Nicolas Sarkozy usine les contours de son bilan

Publié le 20/04/2011
Visitant une fonderie dans les Ardennes, hier, le chef de l'État a réitéré sa volonté d'inciter les entreprises à associer leurs salariés à la reprise. Il plaide pour une prime mais reste flou sur les modalités d'application.
Nicolas Sarkozy usine les contours de son bilan
Nicolas Sarkozy usine les contours de son bilan
Visitant une fonderie dans les Ardennes, hier, le chef de l'État a réitéré sa volonté d'inciter les entreprises à associer leurs salariés à la reprise. Il plaide pour une prime mais reste flou sur les modalités d'application.

Le Républicain Lorrain, Mercredi le 20 Avril 2011 / IG /
 

Nicolas Sarkozy salue les employés de La Fonte Ardennaise, hier, à son arrivée à Vrigne-aux-Bois.

Photo REUTERS

Au charbon... dans une fonderie ! Avec près d'une demi-heure de retard, Nicolas Sarkozy pénètre dans les ateliers d'usinage de La Fonte Ardennaise à Vrigne-aux-Bois. Plus de quatre ans après y avoir rodé son slogan de campagne -- « travailler plus pour gagner plus » -- le chef de l'État revient en périphérie de Charleville prendre le pouls de ce « département industrieux » marqué par un chômage record. Bénéfice escompté à moins d'un an de la présidentielle : rendosser le rôle de président du pouvoir d'achat, dont la crise financière et économique l'a singulièrement éloigné. « Deux à trois fois par mois, je vais dans une usine. Ce n'est pas une lubie, mais parce que le jour où les usines s'en iront, il n'y aura plus rien. »

Les usines, non seulement Nicolas Sarkozy les aime, mais il les trouve belles, « magnifiques » même. Rompu à l'exercice, l'orateur déclare sa flamme à la petite centaine de salariés qui a répondu à l'invitation de l'Élysée. Un peu à l'écart, Nadine Gaudion, déléguée CFDT et le cégétiste David Eltrudis jugent l'auditoire clairsemé : « À peine une personne sur huit s'est déplacée, si l'on considère les 850 salariés des cinq sites que compte la fonderie dans un périmètre de 50 km ». Les syndicalistes, eux, sont venus dire au prestigieux visiteur leur angoisse d'un pouvoir d'achat qui régresse et d'une réforme des retraites accentuant la pénibilité du labeur. « Surtout, il faut redonner au mot travail la dignité d'un salaire décent », plaide la première en confessant, à 48 ans, un revenu de 1 250 EUR par mois, après 22 ans d'ancienneté.

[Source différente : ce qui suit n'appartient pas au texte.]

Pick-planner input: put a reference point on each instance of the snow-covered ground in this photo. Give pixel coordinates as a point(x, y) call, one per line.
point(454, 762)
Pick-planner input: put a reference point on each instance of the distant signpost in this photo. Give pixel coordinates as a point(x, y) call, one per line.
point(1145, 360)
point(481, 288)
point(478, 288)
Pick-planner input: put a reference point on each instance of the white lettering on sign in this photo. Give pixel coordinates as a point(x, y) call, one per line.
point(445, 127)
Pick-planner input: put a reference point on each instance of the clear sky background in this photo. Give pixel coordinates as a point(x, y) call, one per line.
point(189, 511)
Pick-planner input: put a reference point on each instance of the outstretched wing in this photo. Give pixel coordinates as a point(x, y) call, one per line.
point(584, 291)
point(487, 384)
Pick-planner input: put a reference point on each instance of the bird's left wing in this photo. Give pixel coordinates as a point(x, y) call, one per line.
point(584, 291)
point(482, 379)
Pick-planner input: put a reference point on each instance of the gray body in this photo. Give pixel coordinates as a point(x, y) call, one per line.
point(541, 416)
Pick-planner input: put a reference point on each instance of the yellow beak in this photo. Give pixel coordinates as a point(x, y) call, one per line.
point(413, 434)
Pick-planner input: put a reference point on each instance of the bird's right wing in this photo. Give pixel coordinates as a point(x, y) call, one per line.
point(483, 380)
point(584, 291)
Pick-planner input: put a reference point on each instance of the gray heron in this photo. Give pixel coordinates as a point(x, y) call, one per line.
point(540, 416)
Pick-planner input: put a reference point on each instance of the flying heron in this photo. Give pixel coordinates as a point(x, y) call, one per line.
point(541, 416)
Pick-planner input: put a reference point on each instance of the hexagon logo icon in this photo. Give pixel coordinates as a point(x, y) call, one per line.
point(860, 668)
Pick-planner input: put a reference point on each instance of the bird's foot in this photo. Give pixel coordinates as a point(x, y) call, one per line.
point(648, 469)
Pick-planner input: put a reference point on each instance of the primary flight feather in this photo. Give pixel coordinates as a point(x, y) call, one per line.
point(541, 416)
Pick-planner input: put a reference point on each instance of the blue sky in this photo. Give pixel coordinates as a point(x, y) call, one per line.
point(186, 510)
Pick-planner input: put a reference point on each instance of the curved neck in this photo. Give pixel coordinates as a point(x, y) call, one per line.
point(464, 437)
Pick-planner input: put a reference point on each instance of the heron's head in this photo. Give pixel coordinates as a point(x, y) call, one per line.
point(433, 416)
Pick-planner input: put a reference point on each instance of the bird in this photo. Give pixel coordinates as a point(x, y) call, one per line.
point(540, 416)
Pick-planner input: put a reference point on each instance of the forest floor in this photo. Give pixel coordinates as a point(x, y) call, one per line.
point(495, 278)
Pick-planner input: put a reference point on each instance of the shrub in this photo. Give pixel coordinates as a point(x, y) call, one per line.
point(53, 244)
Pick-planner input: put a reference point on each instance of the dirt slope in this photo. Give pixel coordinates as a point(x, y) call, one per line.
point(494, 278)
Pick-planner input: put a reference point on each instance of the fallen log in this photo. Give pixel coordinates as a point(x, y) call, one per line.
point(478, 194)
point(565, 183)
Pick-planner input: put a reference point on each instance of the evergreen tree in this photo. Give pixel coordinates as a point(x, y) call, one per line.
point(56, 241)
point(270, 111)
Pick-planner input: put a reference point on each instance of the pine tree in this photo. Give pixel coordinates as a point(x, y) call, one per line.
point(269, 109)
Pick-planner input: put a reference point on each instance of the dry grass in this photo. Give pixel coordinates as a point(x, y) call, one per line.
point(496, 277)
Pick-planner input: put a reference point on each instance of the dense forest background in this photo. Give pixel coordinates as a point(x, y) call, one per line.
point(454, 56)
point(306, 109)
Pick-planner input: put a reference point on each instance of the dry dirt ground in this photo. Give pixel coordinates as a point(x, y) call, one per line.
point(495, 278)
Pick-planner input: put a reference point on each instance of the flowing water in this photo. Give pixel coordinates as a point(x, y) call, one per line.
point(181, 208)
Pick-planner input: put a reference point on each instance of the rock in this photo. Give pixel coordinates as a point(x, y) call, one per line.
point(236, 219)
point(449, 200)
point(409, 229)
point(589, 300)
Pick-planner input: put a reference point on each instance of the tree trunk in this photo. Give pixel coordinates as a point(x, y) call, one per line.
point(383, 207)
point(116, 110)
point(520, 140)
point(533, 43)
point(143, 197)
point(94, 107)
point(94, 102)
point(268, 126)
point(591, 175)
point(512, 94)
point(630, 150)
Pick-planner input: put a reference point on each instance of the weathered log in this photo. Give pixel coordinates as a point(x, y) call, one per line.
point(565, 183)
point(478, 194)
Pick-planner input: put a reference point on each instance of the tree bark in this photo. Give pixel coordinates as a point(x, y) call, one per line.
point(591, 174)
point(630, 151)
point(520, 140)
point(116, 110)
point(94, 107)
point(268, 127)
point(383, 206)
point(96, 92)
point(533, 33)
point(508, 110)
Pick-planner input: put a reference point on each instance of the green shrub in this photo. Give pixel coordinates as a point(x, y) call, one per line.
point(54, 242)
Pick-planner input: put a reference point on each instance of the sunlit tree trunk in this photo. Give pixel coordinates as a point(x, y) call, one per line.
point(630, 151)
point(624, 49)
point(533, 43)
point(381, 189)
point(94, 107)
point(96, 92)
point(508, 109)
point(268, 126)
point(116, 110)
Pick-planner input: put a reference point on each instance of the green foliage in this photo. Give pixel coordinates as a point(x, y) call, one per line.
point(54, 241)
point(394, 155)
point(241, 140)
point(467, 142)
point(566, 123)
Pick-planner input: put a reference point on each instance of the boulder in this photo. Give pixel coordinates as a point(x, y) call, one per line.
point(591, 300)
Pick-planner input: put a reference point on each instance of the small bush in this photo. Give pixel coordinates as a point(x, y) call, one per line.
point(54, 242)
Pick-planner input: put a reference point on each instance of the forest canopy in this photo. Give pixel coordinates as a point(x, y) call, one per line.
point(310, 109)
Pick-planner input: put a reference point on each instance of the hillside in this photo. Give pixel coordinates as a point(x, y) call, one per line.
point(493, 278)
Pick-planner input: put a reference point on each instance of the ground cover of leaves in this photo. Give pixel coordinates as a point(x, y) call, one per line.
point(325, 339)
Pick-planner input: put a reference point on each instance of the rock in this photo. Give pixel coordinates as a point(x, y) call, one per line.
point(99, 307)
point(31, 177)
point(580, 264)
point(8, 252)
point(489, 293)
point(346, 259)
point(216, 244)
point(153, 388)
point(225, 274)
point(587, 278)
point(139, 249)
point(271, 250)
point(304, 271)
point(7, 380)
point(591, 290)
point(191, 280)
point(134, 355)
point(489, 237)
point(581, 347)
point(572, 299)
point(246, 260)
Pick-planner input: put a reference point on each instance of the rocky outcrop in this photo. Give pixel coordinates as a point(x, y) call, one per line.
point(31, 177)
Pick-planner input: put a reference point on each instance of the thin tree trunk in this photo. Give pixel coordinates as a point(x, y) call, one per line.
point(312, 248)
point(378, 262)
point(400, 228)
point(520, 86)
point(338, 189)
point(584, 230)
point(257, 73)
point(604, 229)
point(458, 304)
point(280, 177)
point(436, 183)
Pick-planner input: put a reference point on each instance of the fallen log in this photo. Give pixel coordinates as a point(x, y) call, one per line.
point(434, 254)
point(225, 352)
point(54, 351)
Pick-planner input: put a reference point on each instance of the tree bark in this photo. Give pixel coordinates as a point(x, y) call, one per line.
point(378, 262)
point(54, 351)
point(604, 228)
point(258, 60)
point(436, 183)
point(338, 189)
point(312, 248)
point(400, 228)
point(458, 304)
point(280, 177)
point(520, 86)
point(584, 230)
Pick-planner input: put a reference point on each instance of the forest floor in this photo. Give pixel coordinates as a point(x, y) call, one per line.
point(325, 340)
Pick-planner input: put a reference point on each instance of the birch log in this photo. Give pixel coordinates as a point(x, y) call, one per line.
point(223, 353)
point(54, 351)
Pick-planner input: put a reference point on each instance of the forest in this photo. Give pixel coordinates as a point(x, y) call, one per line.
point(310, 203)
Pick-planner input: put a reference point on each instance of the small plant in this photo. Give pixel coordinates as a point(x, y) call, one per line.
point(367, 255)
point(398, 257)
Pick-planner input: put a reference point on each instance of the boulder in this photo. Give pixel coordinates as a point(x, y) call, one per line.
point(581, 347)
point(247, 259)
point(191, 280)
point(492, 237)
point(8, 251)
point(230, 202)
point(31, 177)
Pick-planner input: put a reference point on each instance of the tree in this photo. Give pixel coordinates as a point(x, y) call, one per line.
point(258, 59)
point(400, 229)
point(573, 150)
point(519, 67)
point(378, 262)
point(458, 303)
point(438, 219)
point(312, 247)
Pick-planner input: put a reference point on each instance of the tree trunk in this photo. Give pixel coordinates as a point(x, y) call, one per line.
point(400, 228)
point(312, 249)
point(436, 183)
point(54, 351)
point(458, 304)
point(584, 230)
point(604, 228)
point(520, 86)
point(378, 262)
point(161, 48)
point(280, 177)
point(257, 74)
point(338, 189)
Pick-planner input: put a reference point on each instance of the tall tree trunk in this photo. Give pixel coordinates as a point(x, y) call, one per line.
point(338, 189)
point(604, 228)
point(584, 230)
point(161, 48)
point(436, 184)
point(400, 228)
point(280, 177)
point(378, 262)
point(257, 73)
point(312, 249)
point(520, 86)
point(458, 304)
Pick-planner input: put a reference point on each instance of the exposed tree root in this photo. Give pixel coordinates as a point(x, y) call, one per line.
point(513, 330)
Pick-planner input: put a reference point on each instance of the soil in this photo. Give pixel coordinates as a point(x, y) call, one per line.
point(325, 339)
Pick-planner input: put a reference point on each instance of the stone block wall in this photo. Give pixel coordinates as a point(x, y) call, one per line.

« Le drame, c'est le chômage »

En matière de bilan, Nicolas Sarkozy ne lâche rien. Ses réformes, il les défend pied à pied : l'ISF ? « Je crois au capitalisme familial et combats le capitalisme financier. Il faut garder des gens comme la famille Grosdidier », argumente-t-il en saluant le patron et petit-fils du fondateur de la fonderie. La suppression de la TP ? « Je veux récompenser les gens qui gardent les usines en France, pas les pénaliser », tranche-t-il, en communiquant le gain annuel de 800 000 EUR réalisé depuis par le groupe industriel de Nicolas Grosdidier. La défiscalisation des heures sup ? « Comment donner du pouvoir d'achat, si lorsque le carnet de commandes se remplit, on n'accorde pas d'heures supplémentaires ? » s'interroge le président en chiffrant à 84 000 heures le volume ainsi distribué par la Fonte ardennaise. L'occasion d'étriller une nouvelle fois la réduction du temps de travail de Martine Aubry : « Le débat sur la quantité d'heures de travail est un faux débat. Le vrai débat doit porter sur la qualité du travail. Le drame, c'est le chômage, pas le travail ».

Passant sous silence la récente volte-face gouvernementale sur le bouclier fiscal, le chef de l'État préfère alimenter l'autre sujet d'agitation du moment : la prime qu'il veut imposer aux entreprises engrangeant des profits. « Quand il y a reprise, je trouve normal que les salariés et les ouvriers à qui on a demandé des efforts pendant la crise en bénéficient. C'est un principe sur lequel je ne céderai pas », entonne-t-il à l'intention d'un Medef franchement récalcitrant. Et de promettre un dispositif gouvernemental visant à contraindre les entreprises augmentant leurs dividendes à négocier une prime aux salariés. Reste à savoir si les modalités emporteront l'adhésion du patronat.